Palmer also has conducted research in four substantive areas related to misconduct in and by organizations: the adjudication of workplace safety violations in agricultural enterprises, the use of banned performance enhancing drugs in professional cycling, child sexual abuse in youth-serving organizations from juvenile prisons to sports clubs, and forms of misconduct endemic to new entrepreneurial ventures.

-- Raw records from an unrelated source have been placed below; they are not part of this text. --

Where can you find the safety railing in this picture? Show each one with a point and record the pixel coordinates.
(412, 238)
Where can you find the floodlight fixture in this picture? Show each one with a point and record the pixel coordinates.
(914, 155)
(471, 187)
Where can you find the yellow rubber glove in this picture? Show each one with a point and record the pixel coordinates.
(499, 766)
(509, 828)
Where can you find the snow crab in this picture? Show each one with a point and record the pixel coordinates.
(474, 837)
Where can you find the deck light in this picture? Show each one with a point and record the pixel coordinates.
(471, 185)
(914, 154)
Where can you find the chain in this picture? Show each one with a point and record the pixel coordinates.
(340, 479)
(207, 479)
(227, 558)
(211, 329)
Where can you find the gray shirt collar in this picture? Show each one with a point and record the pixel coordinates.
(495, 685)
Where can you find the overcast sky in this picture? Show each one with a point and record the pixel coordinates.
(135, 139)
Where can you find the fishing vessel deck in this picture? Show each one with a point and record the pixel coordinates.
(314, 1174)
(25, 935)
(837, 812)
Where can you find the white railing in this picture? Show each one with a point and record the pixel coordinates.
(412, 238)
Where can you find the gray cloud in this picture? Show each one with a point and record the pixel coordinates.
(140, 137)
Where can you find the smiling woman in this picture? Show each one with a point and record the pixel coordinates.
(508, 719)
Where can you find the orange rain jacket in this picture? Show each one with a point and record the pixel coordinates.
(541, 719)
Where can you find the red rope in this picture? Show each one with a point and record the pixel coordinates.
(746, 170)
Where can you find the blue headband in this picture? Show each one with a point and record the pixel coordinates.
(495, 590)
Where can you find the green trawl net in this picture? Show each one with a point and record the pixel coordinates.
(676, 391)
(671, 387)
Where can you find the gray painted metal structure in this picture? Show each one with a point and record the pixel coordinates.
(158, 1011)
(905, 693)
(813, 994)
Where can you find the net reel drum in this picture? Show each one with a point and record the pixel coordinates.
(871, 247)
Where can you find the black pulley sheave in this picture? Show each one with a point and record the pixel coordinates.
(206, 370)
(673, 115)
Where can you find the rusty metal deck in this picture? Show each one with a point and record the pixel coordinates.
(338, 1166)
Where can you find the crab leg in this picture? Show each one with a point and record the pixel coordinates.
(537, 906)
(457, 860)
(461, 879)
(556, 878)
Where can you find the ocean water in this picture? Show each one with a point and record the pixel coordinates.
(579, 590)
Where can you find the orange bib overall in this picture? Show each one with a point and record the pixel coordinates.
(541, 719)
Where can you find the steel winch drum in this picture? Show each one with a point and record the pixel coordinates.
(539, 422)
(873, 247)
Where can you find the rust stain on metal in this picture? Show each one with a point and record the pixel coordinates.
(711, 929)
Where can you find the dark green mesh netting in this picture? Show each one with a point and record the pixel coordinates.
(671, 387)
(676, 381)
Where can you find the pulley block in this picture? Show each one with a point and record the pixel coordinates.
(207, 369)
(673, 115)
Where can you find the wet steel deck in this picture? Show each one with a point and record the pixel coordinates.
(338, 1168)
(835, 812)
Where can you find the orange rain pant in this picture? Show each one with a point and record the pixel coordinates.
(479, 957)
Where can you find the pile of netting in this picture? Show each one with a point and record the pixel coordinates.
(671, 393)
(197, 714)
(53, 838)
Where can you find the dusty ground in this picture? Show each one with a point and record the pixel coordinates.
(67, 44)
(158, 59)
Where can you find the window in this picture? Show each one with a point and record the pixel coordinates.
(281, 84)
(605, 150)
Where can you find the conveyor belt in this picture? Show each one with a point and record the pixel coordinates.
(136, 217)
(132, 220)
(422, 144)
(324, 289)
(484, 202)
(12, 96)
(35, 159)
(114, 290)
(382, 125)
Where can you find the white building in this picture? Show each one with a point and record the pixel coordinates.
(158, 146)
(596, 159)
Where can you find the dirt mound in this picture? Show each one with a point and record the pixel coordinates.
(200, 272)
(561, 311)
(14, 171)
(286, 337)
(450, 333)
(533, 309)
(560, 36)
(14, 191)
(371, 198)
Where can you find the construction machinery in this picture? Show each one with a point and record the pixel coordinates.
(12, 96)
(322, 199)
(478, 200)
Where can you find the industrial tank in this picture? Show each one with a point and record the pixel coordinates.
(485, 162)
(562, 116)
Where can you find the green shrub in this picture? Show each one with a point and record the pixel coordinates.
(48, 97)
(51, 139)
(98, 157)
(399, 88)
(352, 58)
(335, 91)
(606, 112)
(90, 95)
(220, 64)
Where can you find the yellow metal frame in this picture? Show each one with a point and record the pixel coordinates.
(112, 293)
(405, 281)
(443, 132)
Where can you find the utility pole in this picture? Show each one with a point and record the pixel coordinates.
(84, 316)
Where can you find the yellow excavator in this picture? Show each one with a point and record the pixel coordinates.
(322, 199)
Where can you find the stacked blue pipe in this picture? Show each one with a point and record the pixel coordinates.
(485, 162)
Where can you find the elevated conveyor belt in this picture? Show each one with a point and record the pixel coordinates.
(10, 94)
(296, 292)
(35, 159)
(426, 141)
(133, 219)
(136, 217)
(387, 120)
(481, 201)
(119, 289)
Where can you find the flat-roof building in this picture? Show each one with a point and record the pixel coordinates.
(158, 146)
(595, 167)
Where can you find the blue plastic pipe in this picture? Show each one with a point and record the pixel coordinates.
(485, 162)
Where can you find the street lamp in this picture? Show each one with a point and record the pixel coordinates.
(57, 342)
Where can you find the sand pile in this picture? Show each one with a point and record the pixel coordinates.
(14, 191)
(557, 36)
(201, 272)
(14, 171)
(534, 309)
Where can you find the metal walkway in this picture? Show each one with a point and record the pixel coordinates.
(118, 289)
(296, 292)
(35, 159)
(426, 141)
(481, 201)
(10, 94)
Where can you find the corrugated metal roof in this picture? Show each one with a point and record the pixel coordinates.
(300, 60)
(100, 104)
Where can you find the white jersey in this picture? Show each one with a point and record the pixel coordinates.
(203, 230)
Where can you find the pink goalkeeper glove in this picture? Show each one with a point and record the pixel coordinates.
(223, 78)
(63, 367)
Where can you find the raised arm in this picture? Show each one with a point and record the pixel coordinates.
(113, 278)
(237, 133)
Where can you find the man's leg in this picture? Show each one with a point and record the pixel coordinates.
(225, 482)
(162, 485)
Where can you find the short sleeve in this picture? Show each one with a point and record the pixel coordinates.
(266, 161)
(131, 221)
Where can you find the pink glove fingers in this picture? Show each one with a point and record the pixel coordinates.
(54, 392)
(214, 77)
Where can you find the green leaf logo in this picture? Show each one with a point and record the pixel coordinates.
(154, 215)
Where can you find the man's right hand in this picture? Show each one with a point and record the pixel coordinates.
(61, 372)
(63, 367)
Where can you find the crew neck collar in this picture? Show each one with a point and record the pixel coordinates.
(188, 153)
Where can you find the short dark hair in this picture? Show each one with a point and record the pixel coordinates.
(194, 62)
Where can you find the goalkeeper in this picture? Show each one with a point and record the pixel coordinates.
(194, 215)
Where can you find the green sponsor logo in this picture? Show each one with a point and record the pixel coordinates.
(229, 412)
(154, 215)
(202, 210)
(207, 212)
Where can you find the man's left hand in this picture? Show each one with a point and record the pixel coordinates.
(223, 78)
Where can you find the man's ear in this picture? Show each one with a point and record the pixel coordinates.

The publications from this work include:

  • 2014 Palmer, Donald, “The Politics of Right and Wrong: Attributing Fault in Organizational Accidents,” Exploring Central Questions in Organizational Wrongdoing: A Micro/Macro Approach, Annual Meeting of the Academy of Management, Philadelphia.
  • 2015 Palmer, Donald and Christopher Yenkey, “Drugs, sweat, and gears: An organizational analysis of the use of banned performance enhancing substances in advance of the 2010 Tour de France,” Social Forces, 94(2): 891-922.
  • 2016 Palmer, Donald (in collaboration with Valerie Feldman and Gemma McKibbin), “The role of organizational culture in child sexual abuse in institutional contexts,” Sydney, Australia: The Royal Commission into Institutional Responses to Child Sexual Abuse, December (ISBN 978-1-925289-92- 3).
  • 2017 Palmer, Donald and Valerie Feldman, “Toward a more comprehensive analysis of the role of organizational culture in child sexual abuse in institutional contexts,” Child Abuse and Neglect, Vol. 74: 23-34.
  • 2017 Palmer, Donald and Valerie Feldman, Comprehending the Incomprehensible: Child Sexual Abuse in Organizations. An Organization Theory Perspective, Cambridge, UK: Cambridge University Press.
  • 2021 Luciana C. Assini-Meytin, Keith L. Kaufman, Ben Mathews, Donald A. Palmer, Maggie Ingram, and Elizabeth J. Letourneau, “Preventing and responding to child sexual abuse: Organizational efforts, Child Abuse and Neglect, Vol. 112: 23-34.
  • 2022 Palmer, Donald and Tim Weiss, “The unique vulnerabilities of entrepreneurial ventures to misconduct, Research in the Sociology of Organizations (forthcoming).

Palmer brings his research findings to the classroom in two courses: The Causes of Organizational Wrongdoing and Power and Influence in Management. In recent years, Palmer has presented his research at a number of universities, including: Oxford University, INSEAD-Fontainebleau, The Medici Summer School in Florence, The University of New South Wales, Harvard University, Boston College, the University of Chicago, Northwestern University, New York University and the University of California, Berkeley. He has served as Distinguished Visiting Scholar at INSEAD in France. Palmer served as the editor of Administrative Science Quarterly from 2002-08. He formerly coordinated the UC Davis Study of California Women Business Leaders, an annual study of women’s participation in management and on the board of the 400 largest California corporations.

Palmer earned his Ph.D. and M.A. in sociology from State University of New York. He received his B.S. in molecular biology from University of Wisconsin, Madison.